Mycoepoxydiene (MED), a novel polyketide containing an oxygen-bridged cyclooctadiene core and an α, β-unsaturated δ lactone moiety [16], was isolated from the marine fungus Diaporthe sp. (D. sp) HLY-1 found in submerged rotten leaves of Kandelia candel in a mangrove forest in Fujian Province, China [17]. A similar natural compound, whose biological function still has not been described, was isolated from the fermentation broth of OS-F66617, a fungal strain obtained from the deadwood of forest in Brazil [18]. Previous studies showed that MED has antimicrobial and anticancer activities [17], [19]. In human cervical cancer cell (Hela cell), MED maintains an anti-growth characteristic through accelerating cytoskeletal rearrangement, inducing cell cycle arrest in G2/M phase, prompting the activities of p38 and JNK signaling pathways, and increasing the release of cytochrome C as well as caspase-3 mediated cell apoptosis [19]. Despite some biological significances of MED have been revealed, its effects on inflammatory response are unclear. In this study, we demonstrated that MED inhibited LPS-induced inflammatory responses through blocking the activation of NF-κB and MAPK pathways via the suppression of TRAF6 polyubiquitination. Additionally, MED effectively prevented LPS-induced endotoxin shock in mice.
Results
MED strongly inhibits LPS-induced inflammatory response in macrophages
MED is a novel polyketide containing an oxygen-bridged cyclooctadiene core and an α, β-unsaturated δ-lactone moiety (Figure 1A). MED has been shown to be able to induce tumor cell apoptosis [19]. However, MED had no apparent cytotoxicity to murine macrophage cell lines RAW264.7 and primary peritoneal macrophages at concentrations up to 10 μM in the absence or presence of LPS (p>0.05, Figure 1B and C).

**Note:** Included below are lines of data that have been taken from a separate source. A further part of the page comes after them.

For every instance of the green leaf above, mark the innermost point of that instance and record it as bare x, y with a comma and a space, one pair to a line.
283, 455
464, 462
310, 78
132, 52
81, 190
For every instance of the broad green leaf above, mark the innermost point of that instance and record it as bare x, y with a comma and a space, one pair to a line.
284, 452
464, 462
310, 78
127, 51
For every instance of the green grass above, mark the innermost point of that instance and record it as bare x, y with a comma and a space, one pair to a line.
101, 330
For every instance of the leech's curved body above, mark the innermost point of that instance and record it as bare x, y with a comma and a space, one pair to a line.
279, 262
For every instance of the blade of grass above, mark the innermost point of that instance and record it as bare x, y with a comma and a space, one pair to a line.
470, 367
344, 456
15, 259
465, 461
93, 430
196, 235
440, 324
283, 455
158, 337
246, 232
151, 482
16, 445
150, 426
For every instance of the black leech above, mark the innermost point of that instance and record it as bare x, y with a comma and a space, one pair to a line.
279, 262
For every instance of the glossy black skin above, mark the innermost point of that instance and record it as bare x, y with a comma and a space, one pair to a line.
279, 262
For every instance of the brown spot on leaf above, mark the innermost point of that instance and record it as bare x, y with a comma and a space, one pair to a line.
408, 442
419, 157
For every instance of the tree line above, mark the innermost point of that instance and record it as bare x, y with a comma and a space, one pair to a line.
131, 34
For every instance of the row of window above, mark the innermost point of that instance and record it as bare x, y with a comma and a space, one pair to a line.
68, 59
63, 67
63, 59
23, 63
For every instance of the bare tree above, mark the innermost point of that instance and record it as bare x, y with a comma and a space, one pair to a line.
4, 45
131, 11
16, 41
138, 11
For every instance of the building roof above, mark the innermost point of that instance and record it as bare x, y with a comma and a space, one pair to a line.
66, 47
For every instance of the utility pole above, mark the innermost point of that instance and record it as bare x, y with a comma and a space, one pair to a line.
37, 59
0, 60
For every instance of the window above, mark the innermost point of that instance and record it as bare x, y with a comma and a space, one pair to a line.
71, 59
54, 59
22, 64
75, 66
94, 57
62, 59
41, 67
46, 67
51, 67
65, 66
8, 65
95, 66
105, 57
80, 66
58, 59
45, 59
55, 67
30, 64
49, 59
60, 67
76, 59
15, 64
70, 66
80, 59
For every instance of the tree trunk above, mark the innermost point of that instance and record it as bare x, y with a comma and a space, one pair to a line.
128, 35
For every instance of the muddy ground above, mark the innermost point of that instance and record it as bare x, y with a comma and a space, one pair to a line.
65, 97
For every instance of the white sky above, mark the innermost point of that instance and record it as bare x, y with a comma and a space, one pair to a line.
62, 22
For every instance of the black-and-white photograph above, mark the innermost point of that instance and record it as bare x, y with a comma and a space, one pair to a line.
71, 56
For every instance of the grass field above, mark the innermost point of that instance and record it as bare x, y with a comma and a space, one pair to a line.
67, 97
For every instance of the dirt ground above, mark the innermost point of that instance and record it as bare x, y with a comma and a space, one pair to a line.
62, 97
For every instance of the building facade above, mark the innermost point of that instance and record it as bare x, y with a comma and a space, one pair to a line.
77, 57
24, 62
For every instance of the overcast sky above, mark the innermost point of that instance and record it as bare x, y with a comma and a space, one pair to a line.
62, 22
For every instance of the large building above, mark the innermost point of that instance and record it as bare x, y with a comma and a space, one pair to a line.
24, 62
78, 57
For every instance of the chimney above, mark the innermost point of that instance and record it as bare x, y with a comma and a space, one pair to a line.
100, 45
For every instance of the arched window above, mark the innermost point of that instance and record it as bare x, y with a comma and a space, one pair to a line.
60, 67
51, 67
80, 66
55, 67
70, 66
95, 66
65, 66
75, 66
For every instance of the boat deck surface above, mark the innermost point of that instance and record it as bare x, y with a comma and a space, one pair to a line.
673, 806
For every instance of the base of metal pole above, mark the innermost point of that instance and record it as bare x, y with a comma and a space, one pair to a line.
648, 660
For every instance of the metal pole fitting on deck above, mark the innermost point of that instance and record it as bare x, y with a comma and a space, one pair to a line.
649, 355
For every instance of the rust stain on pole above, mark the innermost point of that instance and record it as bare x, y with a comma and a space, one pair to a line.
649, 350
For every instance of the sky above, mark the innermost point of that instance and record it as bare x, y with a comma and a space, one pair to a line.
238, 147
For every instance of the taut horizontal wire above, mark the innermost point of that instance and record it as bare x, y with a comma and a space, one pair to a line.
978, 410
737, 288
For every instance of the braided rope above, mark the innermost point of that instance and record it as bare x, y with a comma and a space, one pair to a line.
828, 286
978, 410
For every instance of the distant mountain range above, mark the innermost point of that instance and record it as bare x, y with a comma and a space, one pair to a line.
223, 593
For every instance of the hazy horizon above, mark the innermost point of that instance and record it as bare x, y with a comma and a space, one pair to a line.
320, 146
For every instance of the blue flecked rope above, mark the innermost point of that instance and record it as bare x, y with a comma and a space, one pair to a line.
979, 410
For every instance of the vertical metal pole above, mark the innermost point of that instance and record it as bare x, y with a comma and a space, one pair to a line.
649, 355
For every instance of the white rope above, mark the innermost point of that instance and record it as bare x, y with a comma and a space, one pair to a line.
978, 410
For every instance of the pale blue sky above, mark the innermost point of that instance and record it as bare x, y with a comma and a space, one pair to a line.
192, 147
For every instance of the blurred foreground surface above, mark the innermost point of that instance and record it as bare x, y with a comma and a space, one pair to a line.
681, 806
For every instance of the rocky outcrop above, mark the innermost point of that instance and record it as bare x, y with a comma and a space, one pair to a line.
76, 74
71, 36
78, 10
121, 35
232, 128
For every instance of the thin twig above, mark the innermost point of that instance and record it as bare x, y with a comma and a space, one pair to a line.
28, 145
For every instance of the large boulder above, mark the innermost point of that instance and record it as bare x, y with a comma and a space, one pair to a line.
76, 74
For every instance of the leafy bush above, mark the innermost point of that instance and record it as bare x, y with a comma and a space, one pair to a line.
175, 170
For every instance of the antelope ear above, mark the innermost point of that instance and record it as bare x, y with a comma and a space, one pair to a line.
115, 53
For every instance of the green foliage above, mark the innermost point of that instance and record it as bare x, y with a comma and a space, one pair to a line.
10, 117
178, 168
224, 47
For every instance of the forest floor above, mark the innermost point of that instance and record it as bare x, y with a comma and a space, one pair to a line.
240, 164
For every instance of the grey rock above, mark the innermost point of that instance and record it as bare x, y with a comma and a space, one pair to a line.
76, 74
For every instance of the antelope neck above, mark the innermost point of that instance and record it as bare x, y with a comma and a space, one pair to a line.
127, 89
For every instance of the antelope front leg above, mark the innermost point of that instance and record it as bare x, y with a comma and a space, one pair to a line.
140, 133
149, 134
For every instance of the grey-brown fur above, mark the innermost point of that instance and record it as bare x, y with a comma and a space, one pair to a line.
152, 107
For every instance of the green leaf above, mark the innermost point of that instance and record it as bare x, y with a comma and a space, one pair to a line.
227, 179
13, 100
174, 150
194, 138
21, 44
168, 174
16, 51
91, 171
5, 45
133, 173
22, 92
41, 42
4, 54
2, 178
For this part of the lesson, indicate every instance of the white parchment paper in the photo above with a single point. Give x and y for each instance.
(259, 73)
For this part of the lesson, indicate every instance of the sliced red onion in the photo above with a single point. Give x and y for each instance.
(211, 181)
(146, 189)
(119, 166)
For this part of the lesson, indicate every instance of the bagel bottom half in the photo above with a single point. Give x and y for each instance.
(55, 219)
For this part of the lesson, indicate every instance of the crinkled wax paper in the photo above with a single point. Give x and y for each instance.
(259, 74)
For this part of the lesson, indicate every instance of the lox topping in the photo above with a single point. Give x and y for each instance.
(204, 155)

To examine whether MED can affect inflammatory response induced by LPS, pro-inflammatory cytokines such as TNF-α, IL-1β, and IL-6 were measured after LPS stimulation in the presence or absence of MED. As shown in Figure 2A–F, the levels of TNF-α, IL-1β, and IL-6 induced by LPS were significantly inhibited by MED in a dose-dependent manner in RAW264.7 cells as well as in primary peritoneal macrophages. Furthermore, MED could significantly suppress the mRNA levels of TNF-α, IL-1β and IL-6 induced by LPS (Figure 2G–I), indicating that MED inhibits LPS-induced cytokine expression at the transcriptional level.
Nitric oxide (NO) is known to function as a pro-inflammatory mediator in the pathogenesis of inflammation [20]. NO is synthesized by nitric oxide synthases (NOS) including three isozymes such as neuronal NOS (nNOS), endothelial NOS (eNOS) and inducible NOS (iNOS). nNOS and eNOS are constitutive NOS enzymes, iNOS is inducible and involved in immune response by generating NO [21]. As shown in Figure 3A and B, NO was induced in RAW264.7 cells as well as in primary peritoneal macrophages after LPS treatment, but MED significantly inhibited LPS-induced NO production at the concentrations of 5 and 10 μM. Furthermore, the effect of MED on iNOS expression induced by LPS was measured by real-time PCR and Western blotting. As shown in Figure 3C, MED dose-dependently inhibited LPS-induced expression of iNOS mRNA. Consistently, MED suppressed LPS-stimulated iNOS protein production in a dose-dependent manner (Figure 3D).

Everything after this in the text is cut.